Neither the light rain nor the fact that the final construction work at the former factory was still being completed could prevent the local residents and volunteers from finishing what they had started.
For the past week, the diverse group of local young volunteers, who had been joined by others from Prishtina, Tetova and Belgium, had been hard at work on the abandoned industrial site, building a new multidimensional social center for local people in Tirana.
Residents of the area had been informed about the opening event of Tirana Social Center a week earlier, and they inquisitively came along, many with their children, to see what was happening.
“We can see that they worked a lot, because the place was a mess,” said Etleva Hysenbelli, who had come along with her children to Saturday evenings opening event.
Early on in the evening, the children of the neighborhood used the space to play and have fun with each other, enjoying the food served by young volunteers at the new center. Children’s songs were played on speakers and it felt like an atmosphere dedicated to them.
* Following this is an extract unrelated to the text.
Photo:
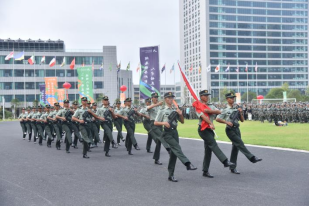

“This project is very good for the area, for our children, for us,” said Florida Caka, a resident of the area, who had come along with her family. “Usually our children have no place to play, and that is particularly why it made us happy. With this building being repaired, I believe we will have a better future for our children.”
As the evening went on and the parents and their children left, they were slowly replaced by young adults, eager to see what the new space had in store for them. Consequently, the atmosphere and the music also changed, with a DJ playing electronic music into the early hours.
Creating the space
The 900 square meter industrial building in the Shkozë neighborhood in the suburbs of Tirana, was formerly a cast iron foundry department of a tractor factory in its heyday. But long since abandoned, a group of Tirana young people decided it would make a perfect public space to turn into a social and cultural center for Albania’s capital, and dedicated their energies to making it happen.
Fiona Mino, one of the volunteers, said that it had taken about a week to clean the building, which had stood the test of time, but added that the garbage had taken its toll.
“The situation was such that we had to clean for 2-3 days with our hands, picking up garbage, and then moving it away with bulldozers,” she said.
The project as a whole has been almost a year in the making, having been kickstarted in August 2018, when, inspired by similar projects in Kosovo and North Macedonia, a group of young people got together and decided to do something in their community. They reached out to Toestand, a Belgium-based initiative that works on revitalizing abandoned spaces, and that had also helped to get Prishtina’s Termokiss and Tetova’s SCS Tetova off the ground.
“They agreed to implement a project in Tirana and we had to engage to find a building,” she said. “Every Saturday, volunteers went on walks and bike rides in and around the city to find abandoned buildings.”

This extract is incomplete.